Chiral-induced circularly polarized light emission from a single-molecule junction

TL;DR

This paper theoretically demonstrates that a biased single-molecule junction with a chiral helical bridge can emit circularly polarized light, with the polarization handedness controlled by bias direction and voltage, independent of magnetic or spin-orbit effects.

Contribution

It introduces a novel mechanism for chiral-induced circularly polarized light emission in single-molecule junctions based on chiral properties and bias distribution.

Findings

Circularly polarized light emission depends on bias polarity and direction.

Emission mechanism is independent of magnetic moments and spin-orbit interactions.

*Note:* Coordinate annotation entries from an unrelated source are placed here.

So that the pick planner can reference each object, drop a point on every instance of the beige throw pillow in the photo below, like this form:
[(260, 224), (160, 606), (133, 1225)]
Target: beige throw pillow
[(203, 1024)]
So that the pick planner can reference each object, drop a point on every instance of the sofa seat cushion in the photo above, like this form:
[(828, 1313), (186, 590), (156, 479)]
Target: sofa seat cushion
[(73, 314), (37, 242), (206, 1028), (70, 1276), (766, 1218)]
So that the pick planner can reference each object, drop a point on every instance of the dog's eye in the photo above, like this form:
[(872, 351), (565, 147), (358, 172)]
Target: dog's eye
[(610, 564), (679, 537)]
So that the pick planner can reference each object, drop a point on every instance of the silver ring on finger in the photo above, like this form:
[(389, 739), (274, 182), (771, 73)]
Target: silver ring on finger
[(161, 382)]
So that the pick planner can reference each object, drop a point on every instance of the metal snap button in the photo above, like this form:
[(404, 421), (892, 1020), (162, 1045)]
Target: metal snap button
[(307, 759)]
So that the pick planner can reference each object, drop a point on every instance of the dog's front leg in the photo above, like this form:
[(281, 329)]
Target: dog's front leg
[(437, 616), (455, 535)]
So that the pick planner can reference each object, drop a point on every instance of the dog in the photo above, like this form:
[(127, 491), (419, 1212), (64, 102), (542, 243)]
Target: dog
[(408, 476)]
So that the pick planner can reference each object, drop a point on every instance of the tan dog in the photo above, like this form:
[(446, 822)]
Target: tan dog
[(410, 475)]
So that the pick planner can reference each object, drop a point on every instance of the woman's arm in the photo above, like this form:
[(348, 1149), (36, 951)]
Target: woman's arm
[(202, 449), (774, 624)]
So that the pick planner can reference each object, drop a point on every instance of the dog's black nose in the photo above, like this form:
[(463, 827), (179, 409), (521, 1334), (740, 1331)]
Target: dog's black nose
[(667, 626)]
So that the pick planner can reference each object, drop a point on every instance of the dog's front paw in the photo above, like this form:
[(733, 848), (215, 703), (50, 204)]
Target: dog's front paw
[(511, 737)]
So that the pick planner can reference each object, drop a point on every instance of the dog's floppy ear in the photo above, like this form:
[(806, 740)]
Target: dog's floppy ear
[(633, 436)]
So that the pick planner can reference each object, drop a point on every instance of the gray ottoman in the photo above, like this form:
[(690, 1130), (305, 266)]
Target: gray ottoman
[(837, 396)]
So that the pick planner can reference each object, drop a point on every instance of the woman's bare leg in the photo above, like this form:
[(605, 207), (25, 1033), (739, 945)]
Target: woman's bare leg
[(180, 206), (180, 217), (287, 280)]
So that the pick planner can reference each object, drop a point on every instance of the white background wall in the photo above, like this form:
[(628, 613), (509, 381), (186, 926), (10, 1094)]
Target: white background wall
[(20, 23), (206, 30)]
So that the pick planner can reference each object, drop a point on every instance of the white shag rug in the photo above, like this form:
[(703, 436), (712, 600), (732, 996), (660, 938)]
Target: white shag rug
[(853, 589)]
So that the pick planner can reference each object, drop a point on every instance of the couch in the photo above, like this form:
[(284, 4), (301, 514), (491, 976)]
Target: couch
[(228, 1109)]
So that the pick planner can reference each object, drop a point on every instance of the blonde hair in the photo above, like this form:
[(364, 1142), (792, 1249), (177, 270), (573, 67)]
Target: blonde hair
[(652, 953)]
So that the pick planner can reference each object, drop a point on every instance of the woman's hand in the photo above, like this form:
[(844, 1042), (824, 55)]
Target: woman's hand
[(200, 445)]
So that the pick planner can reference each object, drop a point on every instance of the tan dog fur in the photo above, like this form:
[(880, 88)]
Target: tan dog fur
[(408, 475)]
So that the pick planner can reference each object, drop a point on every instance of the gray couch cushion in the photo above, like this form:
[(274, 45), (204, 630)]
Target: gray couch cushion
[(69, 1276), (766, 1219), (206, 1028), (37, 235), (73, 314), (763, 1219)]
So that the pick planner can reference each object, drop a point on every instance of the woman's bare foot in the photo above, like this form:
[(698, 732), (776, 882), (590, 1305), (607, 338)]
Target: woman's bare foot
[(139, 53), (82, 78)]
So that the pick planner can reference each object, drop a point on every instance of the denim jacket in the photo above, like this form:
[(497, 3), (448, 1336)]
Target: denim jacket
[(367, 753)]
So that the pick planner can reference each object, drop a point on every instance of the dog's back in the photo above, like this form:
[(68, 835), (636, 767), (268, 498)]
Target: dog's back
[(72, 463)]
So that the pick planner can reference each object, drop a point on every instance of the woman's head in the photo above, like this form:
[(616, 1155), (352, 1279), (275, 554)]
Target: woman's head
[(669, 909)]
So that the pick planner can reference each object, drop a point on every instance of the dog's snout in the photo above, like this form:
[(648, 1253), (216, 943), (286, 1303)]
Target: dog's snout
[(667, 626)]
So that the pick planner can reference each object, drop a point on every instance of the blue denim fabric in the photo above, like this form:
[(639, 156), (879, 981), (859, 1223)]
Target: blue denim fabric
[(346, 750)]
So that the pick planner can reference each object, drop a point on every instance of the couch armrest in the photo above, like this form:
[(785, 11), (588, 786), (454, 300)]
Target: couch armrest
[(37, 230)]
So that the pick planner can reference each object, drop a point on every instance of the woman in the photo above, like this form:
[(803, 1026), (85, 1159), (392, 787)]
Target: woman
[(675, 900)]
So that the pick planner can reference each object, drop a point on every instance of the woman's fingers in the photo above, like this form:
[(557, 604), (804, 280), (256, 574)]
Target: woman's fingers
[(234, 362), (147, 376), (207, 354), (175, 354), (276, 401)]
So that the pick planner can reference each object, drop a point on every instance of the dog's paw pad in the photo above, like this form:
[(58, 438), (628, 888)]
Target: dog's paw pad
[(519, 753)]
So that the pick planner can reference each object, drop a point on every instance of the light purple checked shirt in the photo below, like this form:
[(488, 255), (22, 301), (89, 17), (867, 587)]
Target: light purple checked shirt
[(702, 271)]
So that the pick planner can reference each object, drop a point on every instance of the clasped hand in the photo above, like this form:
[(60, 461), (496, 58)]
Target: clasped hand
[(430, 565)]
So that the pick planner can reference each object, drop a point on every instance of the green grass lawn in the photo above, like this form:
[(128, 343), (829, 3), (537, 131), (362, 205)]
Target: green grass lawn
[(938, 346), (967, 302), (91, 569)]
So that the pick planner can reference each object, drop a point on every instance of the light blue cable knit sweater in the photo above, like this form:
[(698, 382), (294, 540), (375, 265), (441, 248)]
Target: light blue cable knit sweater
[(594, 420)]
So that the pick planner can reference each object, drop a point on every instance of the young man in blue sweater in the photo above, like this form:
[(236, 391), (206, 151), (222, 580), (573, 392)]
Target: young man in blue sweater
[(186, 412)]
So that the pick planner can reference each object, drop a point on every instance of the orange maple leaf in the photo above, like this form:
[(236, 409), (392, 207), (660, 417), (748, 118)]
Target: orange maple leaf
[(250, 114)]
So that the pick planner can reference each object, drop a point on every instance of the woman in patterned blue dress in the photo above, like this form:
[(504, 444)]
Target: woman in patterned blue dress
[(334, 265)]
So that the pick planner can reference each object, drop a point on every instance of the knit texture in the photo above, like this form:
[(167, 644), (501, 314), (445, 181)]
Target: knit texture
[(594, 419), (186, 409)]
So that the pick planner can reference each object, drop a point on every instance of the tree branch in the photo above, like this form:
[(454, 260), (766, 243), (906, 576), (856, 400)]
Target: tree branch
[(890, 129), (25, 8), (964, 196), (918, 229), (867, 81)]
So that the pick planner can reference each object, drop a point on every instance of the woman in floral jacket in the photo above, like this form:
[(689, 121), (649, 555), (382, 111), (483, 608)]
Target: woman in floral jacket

The chiral bridge's properties control the polarization of emitted light.

Abstract

In the present work we theoretically analyze electroluminescence occurring in a biased single-molecule junction with a chiral bridge imitated by a helical chain. We show that optical transitions between electron states of the chiral linker may result in the emission of circular polarized light whose handedness depends on both direction of propagation and the polarity of the bias voltage provided that the coupling between the bridge sites is sufficiently strong. The mechanism controlling this specific light emission does not depend on the magnetic moments and spin-orbit interactions. It rather relies on the chiral properties of the bridge molecule and on the distribution of the bias voltage between the electrodes in the junction.